Type IV and V civilizations

Artist's depiction of the multi-verse.

Artist's depiction of the multi-verse.

When Nicholai Kardeshev initially propsed his scale, he did not think it was necessary to specify anything beyond a Type III civilization. But since then, other scientists have expanded the scale to include Type IV and Type V civilizations. After a civilization reaches Type III status harnessing not just the energy of all the stars in their home-galaxy but also the energy generated by the supermassive blackhole at the heart of their galaxy, they will ultimately go on to colonize other galaxies. After the passage of about one hundred thousand to one million years, even the galaxies beyond their observable universe could be colonized if, by then, they have developed faster-than-light (FTL) spaceships capable of reaching those distant galaxies which, due to the expansion of the universe, would be receding away from them faster than the speed of light. Eventually, after many eons, they might settle all of the galaxies in their universe and transition to a Type IV civilization—a civilization which harnesses all of the energy from all of the galaxies within their universe.
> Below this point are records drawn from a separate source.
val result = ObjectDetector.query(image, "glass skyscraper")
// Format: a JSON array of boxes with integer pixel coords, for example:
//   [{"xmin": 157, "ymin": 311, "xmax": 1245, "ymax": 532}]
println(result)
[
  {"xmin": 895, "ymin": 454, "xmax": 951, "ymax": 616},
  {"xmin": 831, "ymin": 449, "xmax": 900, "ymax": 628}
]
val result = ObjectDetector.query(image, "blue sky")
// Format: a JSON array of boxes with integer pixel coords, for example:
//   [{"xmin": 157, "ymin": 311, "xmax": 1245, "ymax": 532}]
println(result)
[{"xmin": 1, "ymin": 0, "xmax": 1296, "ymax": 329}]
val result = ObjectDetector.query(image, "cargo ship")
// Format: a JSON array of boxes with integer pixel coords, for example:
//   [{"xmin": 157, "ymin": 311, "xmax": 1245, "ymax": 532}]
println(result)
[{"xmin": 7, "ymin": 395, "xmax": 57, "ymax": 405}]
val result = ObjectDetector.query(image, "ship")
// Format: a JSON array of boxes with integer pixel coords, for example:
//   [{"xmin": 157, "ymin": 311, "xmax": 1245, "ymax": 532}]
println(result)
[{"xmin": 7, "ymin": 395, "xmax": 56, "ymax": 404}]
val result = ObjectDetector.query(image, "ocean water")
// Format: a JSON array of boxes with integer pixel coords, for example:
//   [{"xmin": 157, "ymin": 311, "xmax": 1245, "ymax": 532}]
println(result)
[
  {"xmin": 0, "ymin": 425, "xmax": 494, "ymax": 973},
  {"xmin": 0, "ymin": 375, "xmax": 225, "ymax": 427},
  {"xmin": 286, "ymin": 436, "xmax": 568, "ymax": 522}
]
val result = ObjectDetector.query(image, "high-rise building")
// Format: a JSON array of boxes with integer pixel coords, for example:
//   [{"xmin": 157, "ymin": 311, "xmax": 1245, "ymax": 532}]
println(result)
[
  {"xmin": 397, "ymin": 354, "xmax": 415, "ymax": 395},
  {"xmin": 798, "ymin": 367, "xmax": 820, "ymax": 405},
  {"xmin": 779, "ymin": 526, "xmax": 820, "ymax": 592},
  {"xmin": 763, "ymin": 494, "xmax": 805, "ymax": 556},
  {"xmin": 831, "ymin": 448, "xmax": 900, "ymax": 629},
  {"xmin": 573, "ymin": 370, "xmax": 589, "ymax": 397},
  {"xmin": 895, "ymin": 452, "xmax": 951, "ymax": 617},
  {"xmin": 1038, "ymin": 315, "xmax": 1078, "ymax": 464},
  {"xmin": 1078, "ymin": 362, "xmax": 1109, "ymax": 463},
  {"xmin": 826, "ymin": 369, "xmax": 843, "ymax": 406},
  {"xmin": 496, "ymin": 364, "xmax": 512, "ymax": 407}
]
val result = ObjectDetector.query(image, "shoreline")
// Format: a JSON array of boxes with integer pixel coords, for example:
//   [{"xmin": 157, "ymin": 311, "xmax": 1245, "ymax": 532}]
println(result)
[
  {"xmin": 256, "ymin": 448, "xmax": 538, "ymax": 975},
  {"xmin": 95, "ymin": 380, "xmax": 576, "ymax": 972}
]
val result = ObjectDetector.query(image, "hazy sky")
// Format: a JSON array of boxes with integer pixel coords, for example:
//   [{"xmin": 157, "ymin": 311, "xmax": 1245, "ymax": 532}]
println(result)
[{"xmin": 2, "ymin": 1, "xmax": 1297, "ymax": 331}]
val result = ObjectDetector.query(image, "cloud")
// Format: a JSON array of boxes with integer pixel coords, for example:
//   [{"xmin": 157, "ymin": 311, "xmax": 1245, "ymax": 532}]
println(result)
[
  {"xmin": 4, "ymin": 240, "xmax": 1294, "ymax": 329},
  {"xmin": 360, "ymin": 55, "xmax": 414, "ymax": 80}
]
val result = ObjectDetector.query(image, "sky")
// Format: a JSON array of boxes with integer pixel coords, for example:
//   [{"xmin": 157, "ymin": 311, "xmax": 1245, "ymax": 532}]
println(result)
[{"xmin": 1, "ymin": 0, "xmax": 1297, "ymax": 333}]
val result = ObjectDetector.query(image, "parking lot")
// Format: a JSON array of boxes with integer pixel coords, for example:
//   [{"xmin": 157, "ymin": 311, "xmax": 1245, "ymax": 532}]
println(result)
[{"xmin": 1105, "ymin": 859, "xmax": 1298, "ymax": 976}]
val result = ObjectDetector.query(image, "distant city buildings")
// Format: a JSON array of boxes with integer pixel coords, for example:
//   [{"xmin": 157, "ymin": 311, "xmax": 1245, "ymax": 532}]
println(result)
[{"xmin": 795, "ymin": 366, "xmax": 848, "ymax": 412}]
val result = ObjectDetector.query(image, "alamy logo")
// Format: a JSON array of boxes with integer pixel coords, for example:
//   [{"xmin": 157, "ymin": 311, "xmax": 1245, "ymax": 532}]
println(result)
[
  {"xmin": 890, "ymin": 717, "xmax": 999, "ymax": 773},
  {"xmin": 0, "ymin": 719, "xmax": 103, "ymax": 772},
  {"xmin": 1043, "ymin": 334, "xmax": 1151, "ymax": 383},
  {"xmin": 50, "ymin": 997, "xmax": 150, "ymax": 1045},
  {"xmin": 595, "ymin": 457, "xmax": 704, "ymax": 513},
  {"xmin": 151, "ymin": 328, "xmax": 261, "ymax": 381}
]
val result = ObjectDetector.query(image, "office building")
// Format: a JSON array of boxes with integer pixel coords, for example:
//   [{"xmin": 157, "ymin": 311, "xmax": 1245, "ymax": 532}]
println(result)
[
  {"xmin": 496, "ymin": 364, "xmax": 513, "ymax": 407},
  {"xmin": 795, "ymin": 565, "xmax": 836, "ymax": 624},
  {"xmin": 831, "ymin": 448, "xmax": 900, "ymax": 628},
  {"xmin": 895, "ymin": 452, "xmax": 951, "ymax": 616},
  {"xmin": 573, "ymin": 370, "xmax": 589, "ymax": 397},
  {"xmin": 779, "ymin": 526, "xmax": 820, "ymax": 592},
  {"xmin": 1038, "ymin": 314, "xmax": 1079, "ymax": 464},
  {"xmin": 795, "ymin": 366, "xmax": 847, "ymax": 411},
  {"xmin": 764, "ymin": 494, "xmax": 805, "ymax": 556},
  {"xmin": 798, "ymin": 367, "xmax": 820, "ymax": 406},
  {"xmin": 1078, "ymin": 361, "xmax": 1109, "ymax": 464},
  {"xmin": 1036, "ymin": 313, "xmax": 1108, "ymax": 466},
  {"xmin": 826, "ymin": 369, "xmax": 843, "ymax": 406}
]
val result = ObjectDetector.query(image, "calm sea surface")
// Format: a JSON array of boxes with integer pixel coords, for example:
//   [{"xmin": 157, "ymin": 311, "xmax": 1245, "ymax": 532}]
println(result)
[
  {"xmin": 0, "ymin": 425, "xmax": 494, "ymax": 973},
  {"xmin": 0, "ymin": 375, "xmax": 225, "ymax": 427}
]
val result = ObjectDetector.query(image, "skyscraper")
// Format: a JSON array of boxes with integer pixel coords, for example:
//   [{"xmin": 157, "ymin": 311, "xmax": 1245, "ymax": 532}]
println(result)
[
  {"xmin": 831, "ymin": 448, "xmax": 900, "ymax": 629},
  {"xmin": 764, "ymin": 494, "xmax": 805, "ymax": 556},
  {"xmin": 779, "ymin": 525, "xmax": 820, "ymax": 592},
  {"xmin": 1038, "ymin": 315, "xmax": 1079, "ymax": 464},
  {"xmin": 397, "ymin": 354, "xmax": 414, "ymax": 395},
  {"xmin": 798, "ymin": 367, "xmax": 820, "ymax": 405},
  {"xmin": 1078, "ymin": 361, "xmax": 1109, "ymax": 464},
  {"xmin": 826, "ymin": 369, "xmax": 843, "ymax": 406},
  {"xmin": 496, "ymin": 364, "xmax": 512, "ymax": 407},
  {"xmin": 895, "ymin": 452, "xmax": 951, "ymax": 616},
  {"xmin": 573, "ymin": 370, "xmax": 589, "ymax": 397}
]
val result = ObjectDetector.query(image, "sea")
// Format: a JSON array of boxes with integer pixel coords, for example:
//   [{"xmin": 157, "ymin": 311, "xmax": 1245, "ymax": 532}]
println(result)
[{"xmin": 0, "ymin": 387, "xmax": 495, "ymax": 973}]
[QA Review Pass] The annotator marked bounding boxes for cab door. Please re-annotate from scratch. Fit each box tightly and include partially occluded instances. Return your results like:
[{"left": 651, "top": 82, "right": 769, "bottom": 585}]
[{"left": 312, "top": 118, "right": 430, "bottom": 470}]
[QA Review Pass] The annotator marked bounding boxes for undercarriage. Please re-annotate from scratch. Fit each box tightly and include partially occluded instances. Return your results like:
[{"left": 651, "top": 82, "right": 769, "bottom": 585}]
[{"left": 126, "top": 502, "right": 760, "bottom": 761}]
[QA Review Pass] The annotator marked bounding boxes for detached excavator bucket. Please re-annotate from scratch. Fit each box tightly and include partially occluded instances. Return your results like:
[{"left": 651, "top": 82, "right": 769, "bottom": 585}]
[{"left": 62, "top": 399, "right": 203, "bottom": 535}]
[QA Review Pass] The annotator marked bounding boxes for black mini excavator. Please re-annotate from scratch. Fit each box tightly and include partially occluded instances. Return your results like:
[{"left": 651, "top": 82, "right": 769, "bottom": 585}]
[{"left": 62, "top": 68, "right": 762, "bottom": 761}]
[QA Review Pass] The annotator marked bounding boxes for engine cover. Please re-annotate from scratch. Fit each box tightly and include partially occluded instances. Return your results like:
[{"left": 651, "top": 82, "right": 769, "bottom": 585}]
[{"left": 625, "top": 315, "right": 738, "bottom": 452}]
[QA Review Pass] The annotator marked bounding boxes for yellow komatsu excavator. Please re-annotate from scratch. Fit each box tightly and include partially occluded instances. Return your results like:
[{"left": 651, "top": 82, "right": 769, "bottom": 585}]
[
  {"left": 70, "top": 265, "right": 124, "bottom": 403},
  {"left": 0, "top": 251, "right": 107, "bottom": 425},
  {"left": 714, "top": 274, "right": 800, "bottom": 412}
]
According to the many-worlds interpretation of quantum mechanics, we live in a sea of \(10^{500}\) other universes. And, according to Kip Thorne's work studying the solutions to the Einstein field equations, it is theoretically possible (according to the known laws of physics) to construct a rotating black hole which is connected by a traversable wormhole (that is, a wormhole you could travel through) to a black hole in other universes. These wormholes are like "highways through hyperspace" which K4 civilizations can traverse to reach other universes. Perhaps, such a civilization would go on to colonize all of the \(10^{500}\) other universes in the multiverse and transition to a Type V civilization—a civilization which harnesses all of the energy in the multi-verse. It is difficult to imagine such beings. They would be like gods which, according to Michio Kaku, could birth other universes.


This article is licensed under a CC BY-NC-SA 4.0 license.

Notes

1. Our solar system is surrounded and encompassed by an enormous sphere (with a radius of about one light-year) of trillions of icy comets. It is now believed that many other solar systems contain their own version of the Oort cloud.